Bir başka devlet kurumu, TMSF sahibi olduğu şirketler üzerinden iktidar medyasına reklam veriyor. TMSF, aralarında Turkcell, Telekom ve Çaykur’un da bulunduğu firmalar üzerinden 938 bin 539 saniye reklam verdi 2020 yılında bunlardan tek bir saniye bile iktidar yanlısı olmayanlara gitmedi. Örneğin Varlık Fonu şirketi Varlık Katılım Bankası Habertürk’e 1300 saniye, aynı grubun ekonomi kanalı Bloomberg’e 650 saniye reklam verirken ATV grubunun ekonomi kanalı A Para’ya 17 bin 867 saniye MHP’nin çizgisinde yayın yapan BengüTürk’e ise 105 bin 175 saniye reklam verdi. Milli Görüş’e yakın TV 5 ile CHP’ye yakın kanallar ile Fox’a bir saniye dahi reklam verilmedi. Örnekler çoğaltılabilir.

Ayrıca iktidarın mülkiyetinde ve kontrolünde bulunan gazeteler için de reklam desteği söz konusu. Sayfalar dolusu reklam verilmesinin yanı sıra kamu kurumları ve belediyeler binlerce gazete alıp bedava olarak dağıtarak da destek olmaktadır. Belediyeler üzerinden yapılan alımlar el değiştiren belediyelerde soruşturma konusudur.
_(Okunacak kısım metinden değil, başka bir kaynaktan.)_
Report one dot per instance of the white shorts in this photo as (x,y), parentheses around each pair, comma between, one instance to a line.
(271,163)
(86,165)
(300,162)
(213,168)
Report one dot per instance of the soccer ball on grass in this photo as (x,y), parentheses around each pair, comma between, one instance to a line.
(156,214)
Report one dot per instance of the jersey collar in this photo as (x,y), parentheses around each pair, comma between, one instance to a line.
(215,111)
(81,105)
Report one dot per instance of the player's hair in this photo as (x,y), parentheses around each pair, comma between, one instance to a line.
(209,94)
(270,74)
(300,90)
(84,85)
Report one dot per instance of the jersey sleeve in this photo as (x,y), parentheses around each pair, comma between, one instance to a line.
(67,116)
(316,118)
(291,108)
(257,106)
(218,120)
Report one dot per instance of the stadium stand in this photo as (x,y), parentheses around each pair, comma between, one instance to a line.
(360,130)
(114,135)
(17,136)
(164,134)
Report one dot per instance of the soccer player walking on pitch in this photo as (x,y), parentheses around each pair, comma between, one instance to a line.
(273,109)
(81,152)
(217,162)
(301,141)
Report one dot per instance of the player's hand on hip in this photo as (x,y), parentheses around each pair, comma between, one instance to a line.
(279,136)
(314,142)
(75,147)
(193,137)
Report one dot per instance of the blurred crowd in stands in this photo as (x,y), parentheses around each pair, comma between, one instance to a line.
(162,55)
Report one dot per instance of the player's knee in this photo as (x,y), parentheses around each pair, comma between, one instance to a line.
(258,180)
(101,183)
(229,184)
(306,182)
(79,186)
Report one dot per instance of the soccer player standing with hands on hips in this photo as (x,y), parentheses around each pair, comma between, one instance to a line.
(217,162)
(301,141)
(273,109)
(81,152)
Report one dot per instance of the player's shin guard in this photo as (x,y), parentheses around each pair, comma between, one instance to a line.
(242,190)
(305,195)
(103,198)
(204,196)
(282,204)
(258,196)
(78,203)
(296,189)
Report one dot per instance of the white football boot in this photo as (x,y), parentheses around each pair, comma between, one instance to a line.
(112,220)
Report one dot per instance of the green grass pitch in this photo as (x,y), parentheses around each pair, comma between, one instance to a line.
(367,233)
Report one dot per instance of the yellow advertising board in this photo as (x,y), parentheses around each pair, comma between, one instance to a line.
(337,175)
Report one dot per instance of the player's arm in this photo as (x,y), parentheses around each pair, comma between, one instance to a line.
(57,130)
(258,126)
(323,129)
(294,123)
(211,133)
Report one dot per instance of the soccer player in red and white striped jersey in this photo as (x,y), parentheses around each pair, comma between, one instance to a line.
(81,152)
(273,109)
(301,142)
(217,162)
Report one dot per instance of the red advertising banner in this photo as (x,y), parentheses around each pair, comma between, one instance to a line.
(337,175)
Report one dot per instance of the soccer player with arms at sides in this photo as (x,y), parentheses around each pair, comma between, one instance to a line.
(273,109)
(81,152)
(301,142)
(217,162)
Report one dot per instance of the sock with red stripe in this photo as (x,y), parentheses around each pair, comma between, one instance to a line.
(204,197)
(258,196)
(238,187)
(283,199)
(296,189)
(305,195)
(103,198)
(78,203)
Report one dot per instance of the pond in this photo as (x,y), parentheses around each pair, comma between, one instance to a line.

Hemen hemen hepsinin 100 bin civarında tirajının olması ve buna rağmen yani bu tiraja rağmen bazı gazetelerin kapatılmasının nedeni de bunlara kaynak aktarmakta ortaya çıkan sıkıntıdır. Gazete ya da televizyonları kim finanse ederse sahibi odur. Okuyucu finanse ediyor ise okuyucusu, izleyicisi finanse ediyor ise izleyicisinin, sahibi finanse ediyor ise sahibinin, devlet finanse ediyor ise devletindir. Denklem bu kadar basit yani…

(Ayrı bir sermaye yapısı, motivasyonu ve niyeti bulunması nedeniyle “cemaat” medyasını, iktidar ile ortakken yapılan operasyonlar ile kavga başlayınca iktidarın buraları dağıtma ve bunlara el koyma meselesi ayrıca ele alınması gereken bir konudur. Çünkü burada medyayı aşarak devlet aygıtına mutlak sahip olma planın kullanışlı aparatı olma durumu söz konusudur.)